The pipeline assembles the LLM, embedder, text splitter, and schema:

python
from neo4j_graphrag.llm import OpenAILLM
from neo4j_graphrag.embeddings import OpenAIEmbeddings
from neo4j_graphrag.experimental.pipeline.kg_builder import SimpleKGPipeline
from neo4j_graphrag.experimental.components.text_splitters.fixed_size_splitter import FixedSizeSplitter

llm = OpenAILLM(
    model_name="gpt-4o",
    model_params={
        "temperature": 0,
        "response_format": {"type": "json_object"},
    }
)

embedder = OpenAIEmbeddings(model="text-embedding-ada-002")
text_splitter = FixedSizeSplitter(chunk_size=500, chunk_overlap=100)

kg_builder = SimpleKGPipeline(
    llm=llm,
    driver=neo4j_driver,
    neo4j_database=os.getenv("NEO4J_DATABASE"),
    embedder=embedder,
    from_pdf=True,
    text_splitter=text_splitter,
    schema={
        "node_types": NODE_TYPES,
        "relationship_types": RELATIONSHIP_TYPES,
        "patterns": PATTERNS
    },
)

The pipeline performs: PDF → chunks → schema-guided LLM extraction → node/relationship creation → embeddings.

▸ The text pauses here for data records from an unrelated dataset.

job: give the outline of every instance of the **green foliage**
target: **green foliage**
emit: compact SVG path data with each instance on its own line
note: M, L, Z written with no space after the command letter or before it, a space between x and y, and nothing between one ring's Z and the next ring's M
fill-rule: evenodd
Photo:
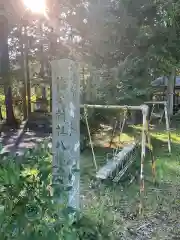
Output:
M50 159L47 146L43 146L28 151L23 163L13 157L1 162L1 240L98 239L96 228L86 225L85 229L78 213L53 200Z

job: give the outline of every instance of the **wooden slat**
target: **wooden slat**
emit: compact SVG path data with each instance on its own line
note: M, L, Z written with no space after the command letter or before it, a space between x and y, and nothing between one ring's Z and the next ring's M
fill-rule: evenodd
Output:
M110 177L113 172L120 166L122 161L131 153L136 144L129 144L125 146L117 155L115 155L111 160L109 160L106 165L104 165L96 174L96 178L105 180Z

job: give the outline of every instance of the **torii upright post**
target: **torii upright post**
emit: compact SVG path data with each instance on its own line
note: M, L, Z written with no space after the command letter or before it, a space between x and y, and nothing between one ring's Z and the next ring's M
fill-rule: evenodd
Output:
M80 81L78 67L69 59L52 66L52 126L54 197L79 208Z

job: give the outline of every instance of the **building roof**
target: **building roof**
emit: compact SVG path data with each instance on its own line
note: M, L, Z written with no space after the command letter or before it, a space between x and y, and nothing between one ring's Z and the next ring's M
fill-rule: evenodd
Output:
M159 77L159 78L155 79L154 81L152 81L151 85L153 87L167 87L167 83L168 83L167 77ZM180 87L180 76L176 76L175 86Z

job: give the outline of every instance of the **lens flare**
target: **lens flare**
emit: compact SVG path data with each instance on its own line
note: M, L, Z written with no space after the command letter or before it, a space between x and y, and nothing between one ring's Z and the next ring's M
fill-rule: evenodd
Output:
M34 13L45 13L45 0L23 0L27 9Z

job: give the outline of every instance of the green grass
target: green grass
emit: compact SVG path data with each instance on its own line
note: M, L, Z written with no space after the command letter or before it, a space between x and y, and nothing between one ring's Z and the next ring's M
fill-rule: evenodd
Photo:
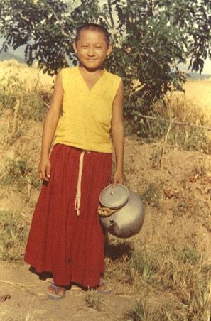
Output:
M141 295L127 317L132 320L207 321L211 308L210 268L195 246L176 250L141 246L134 251L129 273L129 281L136 283ZM163 300L152 309L148 293L157 300L168 293L168 305Z

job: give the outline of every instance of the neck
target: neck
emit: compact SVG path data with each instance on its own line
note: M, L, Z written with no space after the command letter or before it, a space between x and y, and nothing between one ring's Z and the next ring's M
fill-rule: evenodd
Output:
M80 70L83 72L86 72L86 73L89 73L89 74L94 74L94 73L98 73L100 72L102 73L102 70L103 70L103 67L100 67L99 68L96 68L96 69L90 69L87 68L86 67L85 67L83 65L80 64L79 65L79 67L80 69Z

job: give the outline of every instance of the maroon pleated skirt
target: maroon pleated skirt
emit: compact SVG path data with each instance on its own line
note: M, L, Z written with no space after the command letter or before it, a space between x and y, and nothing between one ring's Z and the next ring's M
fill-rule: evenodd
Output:
M99 283L104 270L104 234L97 207L109 183L112 154L84 155L80 216L75 197L82 151L56 144L50 156L51 175L43 183L33 214L24 260L38 273L50 272L54 283Z

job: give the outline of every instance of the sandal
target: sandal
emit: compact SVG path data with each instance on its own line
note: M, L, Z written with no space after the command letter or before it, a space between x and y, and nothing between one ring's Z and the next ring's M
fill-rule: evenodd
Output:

Step 3: Transform the structured source into a dictionary

Each row of the CSV (representing the domain graph) becomes a Python dictionary:

python
records = csv.DictReader(
    open(os.path.join(data_path, "metadata.csv"), encoding="utf8", newline='')
)
# Produces: {"filename": "doc1.pdf", "category": "...", "author": "...", ...}

Step 4: Add the common key to the dictionary

The pipeline creates Document nodes with a path property. This property serves as the bridge between the two graphs. Enrich the dictionary with a key that matches exactly what the pipeline stores:

python
record["file_path"] = os.path.join(data_path, record["filename"])
# The same value passed to the pipeline becomes Document.path

This same value is passed to the pipeline which generates the lexical graph:

python
result = asyncio.run(
    kg_builder.run_async(file_path=record["file_path"])
)

Step 5: Join the two graphs via Cypher

A query uses the common key to attach the domain graph to the lexical graph:

cypher
MATCH (d:Document {path: $file_path})
MERGE (e:DomainEntity {id: $entity_id})
SET e.category = $category,
    e.author = $author
MERGE (d)-[:BELONGS_TO]->(e)

The enriched dictionary is passed as parameters:

python
neo4j_driver.execute_query(cypher, parameters_=record)

Consequences

The pattern works because the dictionary key and Document.path contain identical values. This implicit key connects the lexical graph (entities extracted according to the specified schema) to the domain graph (business structure from structured sources). If these values diverge, the bridge fails silently — orphaned nodes accumulate undetected.

Verification

To ensure the bridge holds, verify that Document nodes are properly attached:

cypher
// Orphan documents (broken bridge)
MATCH (d:Document)
WHERE NOT EXISTS { (d)-[:BELONGS_TO]->(:DomainEntity) }
RETURN d.path AS orphan

// Domain entities without documents (bridge never built)
MATCH (e:DomainEntity)
WHERE NOT EXISTS { (:Document)-[:BELONGS_TO]->(e) }
RETURN e.id AS missing

Complete Reference

For a complete implementation example, see references/full_example.py.